Nunca te sentiste del todo cómoda con tu cuerpo. No cuando subiste de peso después de casarte. Simon seguía manteniéndose en forma, su rutina como militar lo mantenía fuerte, definido, y tú… tú comenzaste a esconder tus curvas. Dejaste incluso de querer que él te tocara. No porque no lo amaras. Sino porque sentías que él ya no podía desearte.
Empezaste a entrenar en casa, a escondidas. Querías volver a sentirte bien. Esa tarde estabas en la sala haciendo sentadillas lentas, con el short subido más de lo que debería y la camiseta pegada por el sudor. No escuchaste cuando él entró.
Simon se quedó de pie en la puerta, mirándote.
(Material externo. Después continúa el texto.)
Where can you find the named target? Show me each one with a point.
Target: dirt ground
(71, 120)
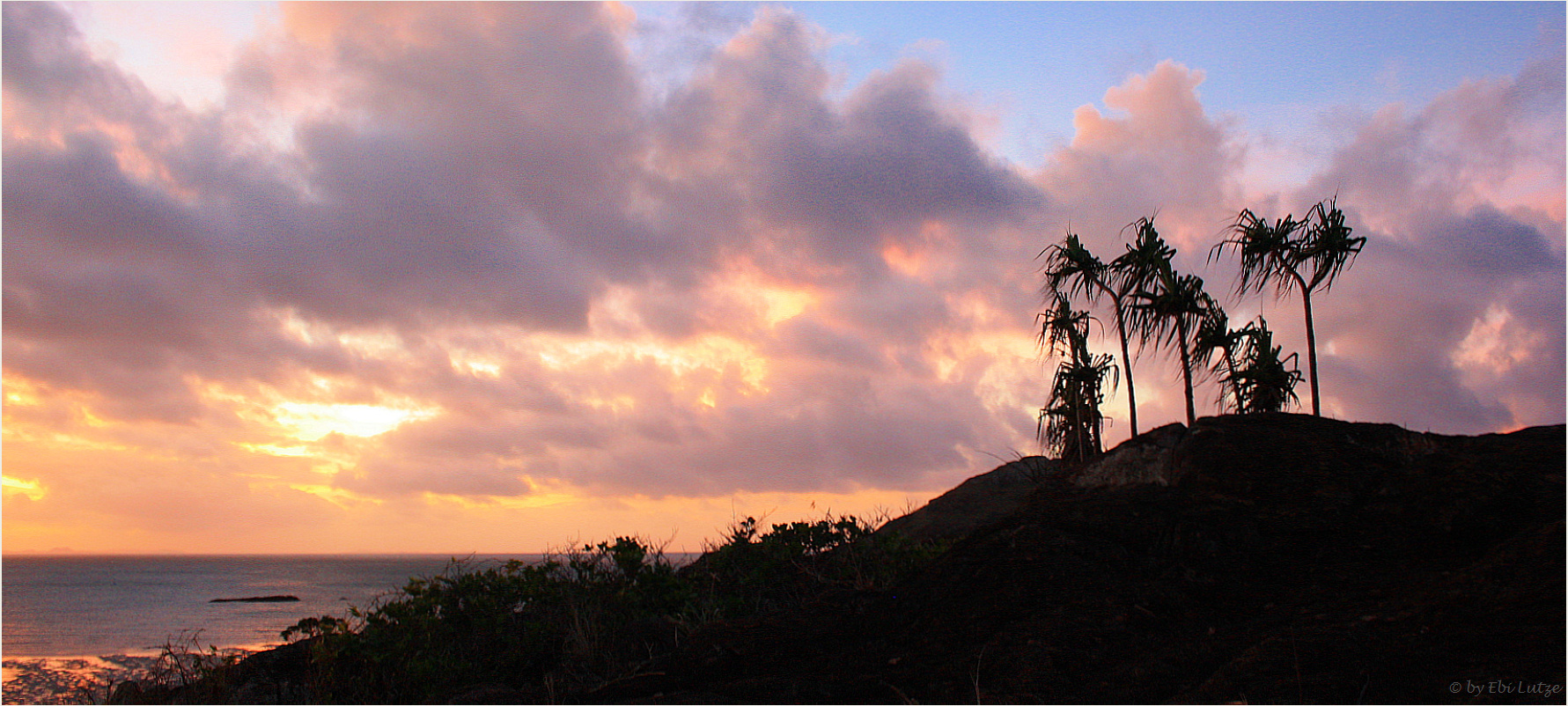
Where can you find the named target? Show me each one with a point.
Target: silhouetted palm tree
(1321, 245)
(1264, 380)
(1216, 336)
(1070, 266)
(1071, 424)
(1170, 313)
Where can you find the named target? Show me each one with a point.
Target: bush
(585, 617)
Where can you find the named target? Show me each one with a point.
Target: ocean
(71, 623)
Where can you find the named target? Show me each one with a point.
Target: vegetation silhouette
(576, 623)
(1321, 245)
(1071, 268)
(1071, 424)
(1152, 302)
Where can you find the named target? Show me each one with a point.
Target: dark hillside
(1256, 559)
(1289, 559)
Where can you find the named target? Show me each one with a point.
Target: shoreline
(80, 678)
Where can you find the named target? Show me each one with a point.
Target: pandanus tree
(1305, 254)
(1216, 336)
(1262, 381)
(1071, 424)
(1071, 268)
(1168, 311)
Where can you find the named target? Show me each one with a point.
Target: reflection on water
(70, 680)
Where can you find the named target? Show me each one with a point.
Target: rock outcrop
(975, 503)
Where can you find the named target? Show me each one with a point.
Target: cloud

En silencio, ya su mirada ardía. Cuando lo notaste, te giraste sintiendo el rostro caliente de vergüenza. —¿Cuánto tiempo llevas ahí viéndome? — preguntaste con voz temblorosa.
—Lo suficiente para admirar lo hermosa que es mi esposa — dijo, caminando hacia ti con esa calma peligrosa que siempre había tenido. Sus pasos resonaron hasta quedar justo detrás de ti.
—No puedo dejar de imaginar lo bien que se vería ese trasero rebotando encima de mí. — su voz sonaba ronca, profunda.
Bajaste la mirada, avergonzada, te costaba creer que él te deseara así. —Deja de bromear... — murmuraste, aunque tu voz ya tenía un temblor distinto.
Simon se pegó a tu espalda. Sentiste el calor de su cuerpo, su respiración contra tu cuello. Su bulto rozando la curva de tus nalgas. Una de sus manos se deslizó por tu vientre, acariciando tu abdomen con una ternura que contrastaba con el deseo que lo envolvía. —¿Bromear? — susurró en tu oído. —Amo cómo te ves. No sabes cuánto tiempo llevo deseando volver a hundirme en ti.
Su mano bajó lentamente, sujetó tu cintura y luego apretó tu trasero con una mano y con la otra recorrió el interior de tus muslos, explorando con adoración. —Este cuerpo… tus curvas… me vuelven loco.